Next time you fancy a snack with your beer, you’d be wise to think carefully about the provenance of your nuts…
“When I see those bocchi in the fields I’m probably like many people in Chiba,” says Mamoru Fukuda, of Yachimata City’s Chamber of Commerce and Industry, “I know autumn is on its way.” He’s talking about the bails of freshly harvested peanuts sitting in the sweeping fields gently drying in the late summer sun ready to become snacks for true connoisseurs.
Did you know?
The healthy and humble peanut started its journey to Japan in the Andes: Columbus brought the plant to Europe from America and gradually trade along the Silk Road allowed its passage to China. Okinawa was the first part of Japan to grow the crop but in the post war years Chiba farmers spotted their chance and found conditions perfectly suited to allow them to thrive.
While Japan is globally a comparatively small market, producers here have forged a niche in the “high-end peanut” market and are known for the consistency of their crop.
Fukuda says they are connoisseurs because he knows that most people who choose Chiba peanuts – particularly from Yachimata – are after a specific taste; American varieties are dried more quickly, often artificially, and those from China, the biggest point of origin for imported varieties, can suffer from time spent in the dry heat of the country’s central plains.
This is one time we can be thankful for Japan’s hot, humid and sometimes seemingly never ending summers.
“It is stimulated by the enthusiasts who come back for our produce,” says Fukuda of an industry which, while he admits has fallen in the past few decades, thrives on demand for quality.
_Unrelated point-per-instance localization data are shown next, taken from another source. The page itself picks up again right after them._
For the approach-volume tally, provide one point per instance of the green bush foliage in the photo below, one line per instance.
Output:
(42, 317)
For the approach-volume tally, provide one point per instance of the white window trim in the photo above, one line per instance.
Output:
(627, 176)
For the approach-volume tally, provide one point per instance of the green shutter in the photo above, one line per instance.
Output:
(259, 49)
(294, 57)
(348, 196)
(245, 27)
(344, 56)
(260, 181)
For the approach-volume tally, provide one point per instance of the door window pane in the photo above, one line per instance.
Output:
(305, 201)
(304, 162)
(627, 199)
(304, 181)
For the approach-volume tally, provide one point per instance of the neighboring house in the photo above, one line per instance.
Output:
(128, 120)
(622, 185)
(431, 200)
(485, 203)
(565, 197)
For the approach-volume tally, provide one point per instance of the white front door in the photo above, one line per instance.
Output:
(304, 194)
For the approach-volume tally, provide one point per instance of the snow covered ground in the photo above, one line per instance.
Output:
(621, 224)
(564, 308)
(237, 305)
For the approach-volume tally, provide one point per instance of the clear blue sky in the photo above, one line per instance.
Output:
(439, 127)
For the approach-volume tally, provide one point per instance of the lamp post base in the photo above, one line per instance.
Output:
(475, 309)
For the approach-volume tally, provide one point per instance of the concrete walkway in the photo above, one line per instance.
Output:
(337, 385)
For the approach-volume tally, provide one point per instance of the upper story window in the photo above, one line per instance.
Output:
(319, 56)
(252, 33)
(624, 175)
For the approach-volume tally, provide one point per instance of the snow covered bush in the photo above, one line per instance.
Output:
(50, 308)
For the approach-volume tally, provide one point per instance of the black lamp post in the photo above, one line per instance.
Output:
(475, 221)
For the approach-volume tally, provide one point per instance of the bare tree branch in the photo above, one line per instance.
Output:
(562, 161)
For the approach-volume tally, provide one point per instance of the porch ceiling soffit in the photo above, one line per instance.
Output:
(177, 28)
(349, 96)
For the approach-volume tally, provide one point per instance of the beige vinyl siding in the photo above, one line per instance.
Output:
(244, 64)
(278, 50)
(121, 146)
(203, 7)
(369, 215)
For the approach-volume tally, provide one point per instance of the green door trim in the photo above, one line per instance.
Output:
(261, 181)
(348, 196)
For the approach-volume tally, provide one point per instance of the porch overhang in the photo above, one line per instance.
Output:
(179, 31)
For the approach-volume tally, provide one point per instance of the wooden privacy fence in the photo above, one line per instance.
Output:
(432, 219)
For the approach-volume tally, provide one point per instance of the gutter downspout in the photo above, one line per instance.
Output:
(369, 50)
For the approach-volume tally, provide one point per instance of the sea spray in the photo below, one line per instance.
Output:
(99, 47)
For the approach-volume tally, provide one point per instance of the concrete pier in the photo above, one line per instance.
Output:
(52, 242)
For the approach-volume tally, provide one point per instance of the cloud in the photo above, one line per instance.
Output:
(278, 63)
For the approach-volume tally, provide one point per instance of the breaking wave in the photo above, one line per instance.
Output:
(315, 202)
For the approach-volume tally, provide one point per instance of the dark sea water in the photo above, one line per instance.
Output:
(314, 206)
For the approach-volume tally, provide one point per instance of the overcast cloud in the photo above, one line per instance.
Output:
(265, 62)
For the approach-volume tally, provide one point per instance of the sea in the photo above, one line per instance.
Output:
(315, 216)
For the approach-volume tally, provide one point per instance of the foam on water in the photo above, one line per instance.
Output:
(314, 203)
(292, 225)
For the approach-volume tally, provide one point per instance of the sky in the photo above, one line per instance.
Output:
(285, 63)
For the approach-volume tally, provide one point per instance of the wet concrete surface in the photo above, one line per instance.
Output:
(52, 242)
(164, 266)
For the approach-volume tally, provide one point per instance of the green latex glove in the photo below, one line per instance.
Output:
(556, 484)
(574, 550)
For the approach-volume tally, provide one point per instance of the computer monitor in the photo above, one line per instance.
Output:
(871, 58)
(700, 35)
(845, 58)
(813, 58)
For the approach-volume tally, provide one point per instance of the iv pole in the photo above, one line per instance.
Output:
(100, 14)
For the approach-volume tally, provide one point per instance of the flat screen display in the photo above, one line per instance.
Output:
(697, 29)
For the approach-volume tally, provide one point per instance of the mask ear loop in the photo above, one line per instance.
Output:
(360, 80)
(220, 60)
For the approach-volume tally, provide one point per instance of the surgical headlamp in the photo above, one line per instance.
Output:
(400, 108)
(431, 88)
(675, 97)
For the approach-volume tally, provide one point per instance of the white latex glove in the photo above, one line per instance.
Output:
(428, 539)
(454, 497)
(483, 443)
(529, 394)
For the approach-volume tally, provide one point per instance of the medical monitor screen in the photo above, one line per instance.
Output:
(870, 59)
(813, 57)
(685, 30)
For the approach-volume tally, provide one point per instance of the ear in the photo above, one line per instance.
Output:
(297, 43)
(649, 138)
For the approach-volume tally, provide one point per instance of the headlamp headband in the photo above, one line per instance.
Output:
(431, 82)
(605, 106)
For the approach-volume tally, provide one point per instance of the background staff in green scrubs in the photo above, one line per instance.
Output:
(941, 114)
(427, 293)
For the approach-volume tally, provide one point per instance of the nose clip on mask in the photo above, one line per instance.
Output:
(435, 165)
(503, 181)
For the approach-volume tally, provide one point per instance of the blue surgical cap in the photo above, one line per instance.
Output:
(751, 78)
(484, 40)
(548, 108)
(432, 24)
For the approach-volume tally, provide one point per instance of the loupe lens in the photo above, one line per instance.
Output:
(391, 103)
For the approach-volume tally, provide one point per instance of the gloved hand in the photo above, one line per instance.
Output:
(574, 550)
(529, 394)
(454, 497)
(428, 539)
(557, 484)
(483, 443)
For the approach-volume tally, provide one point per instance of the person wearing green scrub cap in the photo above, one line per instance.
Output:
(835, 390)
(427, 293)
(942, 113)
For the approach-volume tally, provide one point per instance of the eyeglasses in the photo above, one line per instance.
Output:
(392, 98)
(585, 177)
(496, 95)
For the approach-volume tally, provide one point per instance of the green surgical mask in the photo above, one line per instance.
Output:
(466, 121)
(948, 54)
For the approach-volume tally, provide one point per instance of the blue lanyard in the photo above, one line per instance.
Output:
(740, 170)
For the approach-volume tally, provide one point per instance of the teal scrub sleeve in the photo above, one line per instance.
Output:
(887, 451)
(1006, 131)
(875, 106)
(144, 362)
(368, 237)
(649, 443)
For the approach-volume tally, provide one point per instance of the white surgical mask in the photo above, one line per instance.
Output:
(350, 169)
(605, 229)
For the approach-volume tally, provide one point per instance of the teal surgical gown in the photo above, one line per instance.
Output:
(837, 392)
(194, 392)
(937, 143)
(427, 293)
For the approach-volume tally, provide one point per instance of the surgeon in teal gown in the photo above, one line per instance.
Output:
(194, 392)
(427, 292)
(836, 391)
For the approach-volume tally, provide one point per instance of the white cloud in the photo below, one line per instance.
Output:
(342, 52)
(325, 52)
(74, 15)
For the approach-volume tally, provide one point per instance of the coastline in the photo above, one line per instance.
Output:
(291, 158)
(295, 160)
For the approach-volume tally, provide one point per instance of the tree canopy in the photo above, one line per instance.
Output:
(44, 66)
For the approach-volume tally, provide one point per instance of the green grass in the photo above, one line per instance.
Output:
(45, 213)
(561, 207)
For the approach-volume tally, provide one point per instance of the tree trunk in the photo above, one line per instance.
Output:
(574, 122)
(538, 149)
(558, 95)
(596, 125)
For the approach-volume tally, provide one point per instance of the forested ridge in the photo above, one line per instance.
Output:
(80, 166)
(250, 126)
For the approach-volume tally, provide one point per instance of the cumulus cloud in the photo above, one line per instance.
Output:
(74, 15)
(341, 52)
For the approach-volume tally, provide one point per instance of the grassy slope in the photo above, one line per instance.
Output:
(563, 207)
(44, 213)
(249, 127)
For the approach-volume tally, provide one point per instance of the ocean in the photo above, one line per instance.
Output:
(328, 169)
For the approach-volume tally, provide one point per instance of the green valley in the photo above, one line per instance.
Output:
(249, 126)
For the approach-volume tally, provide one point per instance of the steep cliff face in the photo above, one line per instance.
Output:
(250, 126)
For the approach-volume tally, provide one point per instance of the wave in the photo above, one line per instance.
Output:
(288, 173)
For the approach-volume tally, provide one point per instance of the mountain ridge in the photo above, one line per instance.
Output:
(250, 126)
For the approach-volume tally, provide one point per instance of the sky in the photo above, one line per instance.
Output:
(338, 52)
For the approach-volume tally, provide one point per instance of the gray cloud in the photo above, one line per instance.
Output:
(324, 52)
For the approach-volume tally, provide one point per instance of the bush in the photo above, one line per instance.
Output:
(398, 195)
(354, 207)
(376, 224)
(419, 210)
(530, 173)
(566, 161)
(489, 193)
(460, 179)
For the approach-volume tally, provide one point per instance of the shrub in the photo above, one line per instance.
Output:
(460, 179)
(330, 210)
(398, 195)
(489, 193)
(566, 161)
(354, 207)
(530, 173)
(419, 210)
He talks about the people he calls “heavy users” and their insistence on Japanese nuts, of which 80% now come from Chiba (the bulk of the rest are grown in neighboring Ibaraki).
Particularly people who like to eat their nuts fresh – that is not roasted and salted but lightly boiled – have a keen fondness for the flavour and indeed texture of Japanese peanuts, Fukuda says, and those people say that nothing else can compare.
That is one reason wealthy Chinese are snapping them up – they send their fairly cheap pre-made/ready-roast “nut-based snacks” this way and companies such as Fukuda’s vacuum pack or freeze on site some of their best produce and send it in the opposite direction.
Most of us will have at some point had a friend annoy us with their ‘impressive new fact’ – that a peanut is not a nut – and though we may have groaned to hear the news again we were perhaps once just as impressed by our own new found ability to, we thought, shock snackers.
Mr Fukuda talks in fairly serious terms, though. He says peanuts, in part, helped the hungry and nourished many Japanese after the second world war, when many items were rationed. That hunger helped the peanut farmers from Chiba – with recovering infrastructure and new railways allowing them to travel to Tokyo – quite an opportunity as they travelled the short distance and made their fortune.
Right now we’re waiting for the arrival of the yellow flowers – in April or May – that will herald the start of a new year’s crop and the opportunity to make cooking oil, pastes and snacks of all manner but, for Fukuda and many like him, fresh and natural is best. If you haven’t tried them that way, he’d urge you to think about giving it a go.